Gerit Tolborg

The growing concern over synthetic colorants in our food has led to a strong interest in natural coloring alternatives. So far, these natural colorants are extracted from fruits or roots and their production has the disadvantage of being dependent on the supply of the extraction source. To overcome this limitation, the production of colorants by microorganisms like filamentous fungi is at the focal point of interest. Fungi are known to naturally synthesize and excrete pigments within an extraordinary range of colors. One known example already used in the Asian food industry are “Monascus pigments”. Monascus pigments belong to of the chemical class of azaphilones and are produced by the fungus Monascus.

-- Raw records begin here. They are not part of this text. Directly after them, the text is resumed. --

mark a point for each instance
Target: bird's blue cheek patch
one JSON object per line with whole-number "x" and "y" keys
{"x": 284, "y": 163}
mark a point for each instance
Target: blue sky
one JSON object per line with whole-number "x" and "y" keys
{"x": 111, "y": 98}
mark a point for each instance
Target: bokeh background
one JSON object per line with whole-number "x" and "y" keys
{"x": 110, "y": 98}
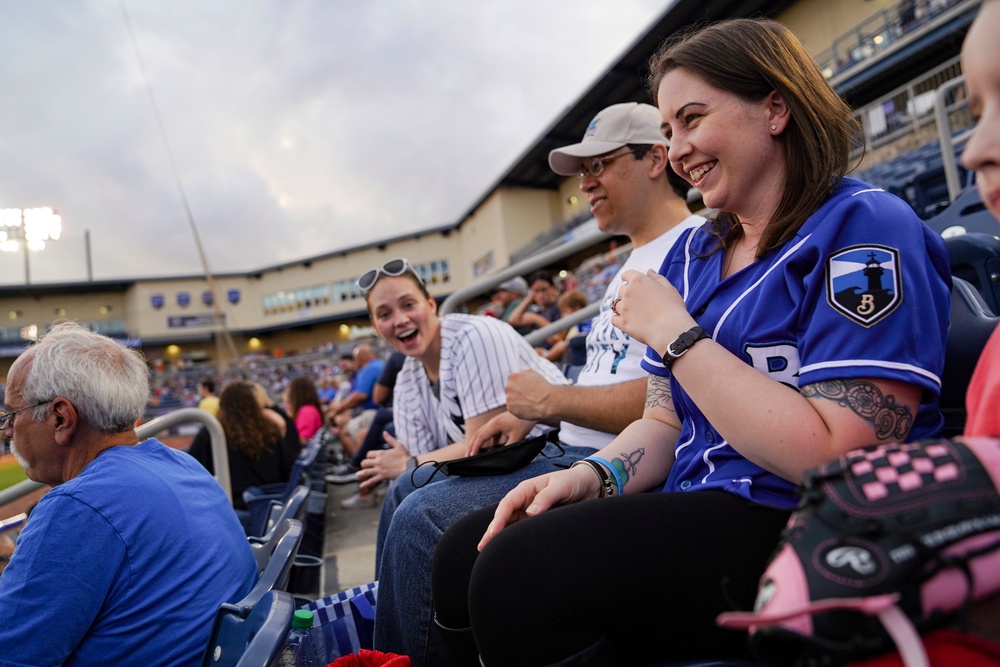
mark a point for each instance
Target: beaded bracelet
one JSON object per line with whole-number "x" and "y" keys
{"x": 606, "y": 488}
{"x": 604, "y": 463}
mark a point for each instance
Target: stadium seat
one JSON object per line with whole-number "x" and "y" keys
{"x": 294, "y": 507}
{"x": 971, "y": 325}
{"x": 250, "y": 636}
{"x": 260, "y": 499}
{"x": 966, "y": 214}
{"x": 275, "y": 558}
{"x": 975, "y": 258}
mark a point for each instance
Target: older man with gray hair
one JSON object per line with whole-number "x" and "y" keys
{"x": 128, "y": 557}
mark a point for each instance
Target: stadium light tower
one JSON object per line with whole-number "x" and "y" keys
{"x": 30, "y": 228}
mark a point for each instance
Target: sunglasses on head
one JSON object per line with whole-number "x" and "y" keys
{"x": 392, "y": 268}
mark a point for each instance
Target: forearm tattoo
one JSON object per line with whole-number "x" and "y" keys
{"x": 658, "y": 394}
{"x": 890, "y": 419}
{"x": 626, "y": 466}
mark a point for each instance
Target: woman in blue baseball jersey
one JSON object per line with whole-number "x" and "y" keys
{"x": 808, "y": 318}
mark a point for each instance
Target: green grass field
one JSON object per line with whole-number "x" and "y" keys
{"x": 10, "y": 473}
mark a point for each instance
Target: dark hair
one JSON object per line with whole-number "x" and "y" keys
{"x": 675, "y": 180}
{"x": 750, "y": 58}
{"x": 302, "y": 391}
{"x": 247, "y": 430}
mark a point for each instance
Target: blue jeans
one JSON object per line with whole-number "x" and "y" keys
{"x": 412, "y": 522}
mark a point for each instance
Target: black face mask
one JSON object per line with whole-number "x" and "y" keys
{"x": 498, "y": 460}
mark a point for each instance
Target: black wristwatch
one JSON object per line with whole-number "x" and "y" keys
{"x": 682, "y": 344}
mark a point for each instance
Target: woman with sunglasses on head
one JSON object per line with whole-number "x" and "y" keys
{"x": 452, "y": 381}
{"x": 779, "y": 336}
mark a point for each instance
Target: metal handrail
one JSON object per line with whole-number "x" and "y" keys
{"x": 538, "y": 336}
{"x": 948, "y": 142}
{"x": 533, "y": 263}
{"x": 220, "y": 459}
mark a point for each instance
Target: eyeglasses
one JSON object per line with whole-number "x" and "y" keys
{"x": 7, "y": 418}
{"x": 595, "y": 165}
{"x": 392, "y": 268}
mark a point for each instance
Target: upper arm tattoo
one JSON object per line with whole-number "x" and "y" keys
{"x": 658, "y": 394}
{"x": 890, "y": 419}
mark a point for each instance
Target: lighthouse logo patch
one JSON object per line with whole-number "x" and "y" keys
{"x": 863, "y": 283}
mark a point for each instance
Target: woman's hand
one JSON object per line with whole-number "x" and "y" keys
{"x": 533, "y": 496}
{"x": 505, "y": 428}
{"x": 651, "y": 310}
{"x": 384, "y": 463}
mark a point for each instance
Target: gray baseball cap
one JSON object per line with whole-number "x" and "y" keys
{"x": 612, "y": 128}
{"x": 517, "y": 284}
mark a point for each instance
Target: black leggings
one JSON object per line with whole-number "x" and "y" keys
{"x": 611, "y": 581}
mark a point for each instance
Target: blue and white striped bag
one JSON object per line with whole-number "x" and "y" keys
{"x": 343, "y": 623}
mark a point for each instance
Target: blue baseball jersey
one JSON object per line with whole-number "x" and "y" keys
{"x": 863, "y": 290}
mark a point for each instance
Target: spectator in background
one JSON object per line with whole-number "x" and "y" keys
{"x": 272, "y": 411}
{"x": 506, "y": 298}
{"x": 539, "y": 308}
{"x": 208, "y": 401}
{"x": 326, "y": 391}
{"x": 302, "y": 405}
{"x": 354, "y": 413}
{"x": 568, "y": 303}
{"x": 258, "y": 448}
{"x": 371, "y": 438}
{"x": 345, "y": 379}
{"x": 127, "y": 559}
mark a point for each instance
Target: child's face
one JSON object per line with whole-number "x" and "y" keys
{"x": 981, "y": 65}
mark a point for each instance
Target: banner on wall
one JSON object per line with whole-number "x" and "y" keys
{"x": 194, "y": 321}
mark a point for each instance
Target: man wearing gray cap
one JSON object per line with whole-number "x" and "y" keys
{"x": 632, "y": 191}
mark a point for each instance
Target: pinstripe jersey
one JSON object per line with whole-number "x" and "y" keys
{"x": 861, "y": 291}
{"x": 477, "y": 355}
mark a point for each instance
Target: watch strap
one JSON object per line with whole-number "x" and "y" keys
{"x": 682, "y": 344}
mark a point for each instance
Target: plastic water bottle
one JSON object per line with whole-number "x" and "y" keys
{"x": 299, "y": 649}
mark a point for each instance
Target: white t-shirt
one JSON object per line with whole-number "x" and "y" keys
{"x": 612, "y": 356}
{"x": 477, "y": 354}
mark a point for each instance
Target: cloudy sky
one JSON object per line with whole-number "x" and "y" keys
{"x": 297, "y": 127}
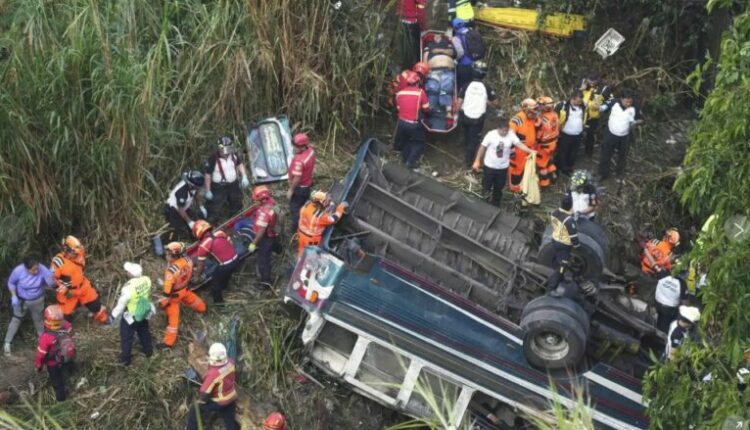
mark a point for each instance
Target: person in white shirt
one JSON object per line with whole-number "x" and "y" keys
{"x": 573, "y": 114}
{"x": 622, "y": 117}
{"x": 493, "y": 157}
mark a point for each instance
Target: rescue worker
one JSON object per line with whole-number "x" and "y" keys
{"x": 670, "y": 293}
{"x": 595, "y": 94}
{"x": 177, "y": 277}
{"x": 317, "y": 214}
{"x": 622, "y": 117}
{"x": 73, "y": 287}
{"x": 54, "y": 343}
{"x": 564, "y": 238}
{"x": 413, "y": 21}
{"x": 573, "y": 114}
{"x": 657, "y": 254}
{"x": 26, "y": 285}
{"x": 681, "y": 329}
{"x": 473, "y": 99}
{"x": 178, "y": 207}
{"x": 523, "y": 124}
{"x": 217, "y": 393}
{"x": 223, "y": 173}
{"x": 411, "y": 103}
{"x": 493, "y": 157}
{"x": 300, "y": 174}
{"x": 546, "y": 141}
{"x": 135, "y": 307}
{"x": 264, "y": 228}
{"x": 217, "y": 245}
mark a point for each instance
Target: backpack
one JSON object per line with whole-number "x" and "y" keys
{"x": 65, "y": 349}
{"x": 474, "y": 45}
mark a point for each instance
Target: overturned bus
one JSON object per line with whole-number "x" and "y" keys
{"x": 433, "y": 303}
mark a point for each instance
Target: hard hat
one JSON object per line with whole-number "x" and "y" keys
{"x": 301, "y": 139}
{"x": 690, "y": 314}
{"x": 53, "y": 317}
{"x": 422, "y": 68}
{"x": 175, "y": 248}
{"x": 200, "y": 228}
{"x": 261, "y": 192}
{"x": 217, "y": 354}
{"x": 275, "y": 421}
{"x": 133, "y": 269}
{"x": 193, "y": 178}
{"x": 72, "y": 246}
{"x": 672, "y": 236}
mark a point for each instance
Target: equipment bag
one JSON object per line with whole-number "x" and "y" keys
{"x": 474, "y": 45}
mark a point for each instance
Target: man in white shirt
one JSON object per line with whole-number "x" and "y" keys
{"x": 493, "y": 157}
{"x": 623, "y": 116}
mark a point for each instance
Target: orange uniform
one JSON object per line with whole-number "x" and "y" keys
{"x": 546, "y": 144}
{"x": 313, "y": 220}
{"x": 74, "y": 287}
{"x": 525, "y": 129}
{"x": 176, "y": 280}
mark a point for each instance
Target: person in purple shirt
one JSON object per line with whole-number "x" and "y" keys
{"x": 26, "y": 284}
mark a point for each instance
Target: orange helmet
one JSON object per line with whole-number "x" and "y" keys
{"x": 53, "y": 317}
{"x": 200, "y": 228}
{"x": 275, "y": 421}
{"x": 422, "y": 68}
{"x": 261, "y": 192}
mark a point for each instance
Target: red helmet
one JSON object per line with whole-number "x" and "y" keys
{"x": 301, "y": 139}
{"x": 261, "y": 192}
{"x": 422, "y": 68}
{"x": 53, "y": 317}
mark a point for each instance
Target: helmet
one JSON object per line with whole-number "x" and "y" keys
{"x": 72, "y": 246}
{"x": 175, "y": 248}
{"x": 422, "y": 68}
{"x": 200, "y": 228}
{"x": 217, "y": 354}
{"x": 275, "y": 421}
{"x": 672, "y": 236}
{"x": 411, "y": 77}
{"x": 261, "y": 192}
{"x": 690, "y": 314}
{"x": 53, "y": 317}
{"x": 193, "y": 178}
{"x": 301, "y": 139}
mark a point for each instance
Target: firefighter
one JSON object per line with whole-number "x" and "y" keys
{"x": 264, "y": 228}
{"x": 657, "y": 254}
{"x": 546, "y": 141}
{"x": 411, "y": 102}
{"x": 564, "y": 238}
{"x": 523, "y": 124}
{"x": 223, "y": 173}
{"x": 217, "y": 245}
{"x": 135, "y": 307}
{"x": 317, "y": 214}
{"x": 73, "y": 287}
{"x": 300, "y": 174}
{"x": 217, "y": 393}
{"x": 55, "y": 349}
{"x": 176, "y": 282}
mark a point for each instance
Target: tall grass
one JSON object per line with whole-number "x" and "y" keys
{"x": 102, "y": 103}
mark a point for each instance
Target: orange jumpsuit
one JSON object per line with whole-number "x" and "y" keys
{"x": 176, "y": 280}
{"x": 313, "y": 220}
{"x": 661, "y": 251}
{"x": 525, "y": 128}
{"x": 74, "y": 287}
{"x": 546, "y": 144}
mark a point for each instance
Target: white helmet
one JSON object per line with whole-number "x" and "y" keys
{"x": 690, "y": 313}
{"x": 217, "y": 354}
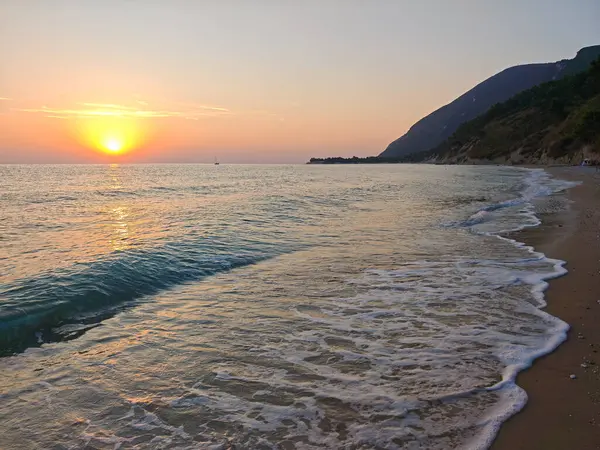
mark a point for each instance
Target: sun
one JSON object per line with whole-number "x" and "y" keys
{"x": 113, "y": 145}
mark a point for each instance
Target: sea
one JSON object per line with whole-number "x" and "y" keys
{"x": 269, "y": 306}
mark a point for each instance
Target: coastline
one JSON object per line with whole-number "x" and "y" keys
{"x": 564, "y": 413}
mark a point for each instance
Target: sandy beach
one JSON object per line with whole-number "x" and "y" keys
{"x": 563, "y": 412}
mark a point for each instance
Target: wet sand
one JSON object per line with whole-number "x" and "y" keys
{"x": 564, "y": 413}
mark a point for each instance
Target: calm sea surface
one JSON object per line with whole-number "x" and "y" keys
{"x": 259, "y": 307}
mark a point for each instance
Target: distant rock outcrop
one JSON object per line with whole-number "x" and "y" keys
{"x": 432, "y": 130}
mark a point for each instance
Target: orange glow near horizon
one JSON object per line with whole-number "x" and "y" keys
{"x": 112, "y": 135}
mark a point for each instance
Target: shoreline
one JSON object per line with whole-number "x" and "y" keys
{"x": 564, "y": 413}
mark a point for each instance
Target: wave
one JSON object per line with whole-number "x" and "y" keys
{"x": 59, "y": 305}
{"x": 537, "y": 184}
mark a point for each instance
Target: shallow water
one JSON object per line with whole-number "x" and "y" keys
{"x": 188, "y": 306}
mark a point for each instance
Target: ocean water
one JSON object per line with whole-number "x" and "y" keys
{"x": 268, "y": 307}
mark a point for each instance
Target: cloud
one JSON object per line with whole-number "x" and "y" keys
{"x": 88, "y": 110}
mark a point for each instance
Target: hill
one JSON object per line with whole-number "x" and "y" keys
{"x": 433, "y": 129}
{"x": 555, "y": 122}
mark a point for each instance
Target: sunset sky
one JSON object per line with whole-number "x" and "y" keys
{"x": 254, "y": 81}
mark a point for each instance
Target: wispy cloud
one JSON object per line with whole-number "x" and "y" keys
{"x": 143, "y": 111}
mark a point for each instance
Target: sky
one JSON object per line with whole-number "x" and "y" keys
{"x": 254, "y": 81}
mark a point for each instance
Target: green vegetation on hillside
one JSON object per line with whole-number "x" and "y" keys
{"x": 553, "y": 120}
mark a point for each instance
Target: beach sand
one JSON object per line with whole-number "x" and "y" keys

Unfortunately, their production is associated with undesired mycotoxins, and these pigments are not approved for human consumption in Europe and the USA.

Another Monascus pigment producing fungi is called Talaromyces atroroseus. So far, no mycotoxin production has been detected in T. atroroseus which makes it a promising alternative producer of red azaphilone pigments. Some of the pigments produced by T. atroroseus are known, but the majority has not been structurally characterized.

The major aim of this thesis is to develop a fermentation process using T. atroroseus for production of red azaphilone pigments. For that, different media compositions were tested and it was shown that certain combinations of nutrients supported red pigment production better than others. Also, process parameters of the bioreactor were investigated and it was demonstrated that pigment production of T. atroroseus was heavily influenced by pH and temperature. It was shown that there is a negative correlation between growth of the fungus and red pigment production, since no tested pH value supported both equally well. However, in order to promote both, a cultivation method with a pH switch from pH 3 to pH 4.5 was developed. By employing this method, pigment production by T. atroroseus could be increased by 35%. Furthermore, in collaboration with DTU Natural Product Chemistry the pigments produced by T. atroroseus were investigated. As a result of this collaboration, a novel series of azaphilone pigment were characterized. These have been named atrorosins and have different amino acids as side chains in the pigment core structure.

Finally, a fermentation process tailoring pigment production in T. atroroseus was designed to selectively produce only one atrorosin at a time. This cultivation design made product recovery faster and easier and at the same time also increased the pigment yield. Final pigment titers of 0.9 g/L could be obtained.

Altogether, the work presented in this thesis, has established a stable, quantifiable and high yielding cultivation process for T. atroroseus and sets therewith the cornerstone in implementing pigment production in filamentous fungi.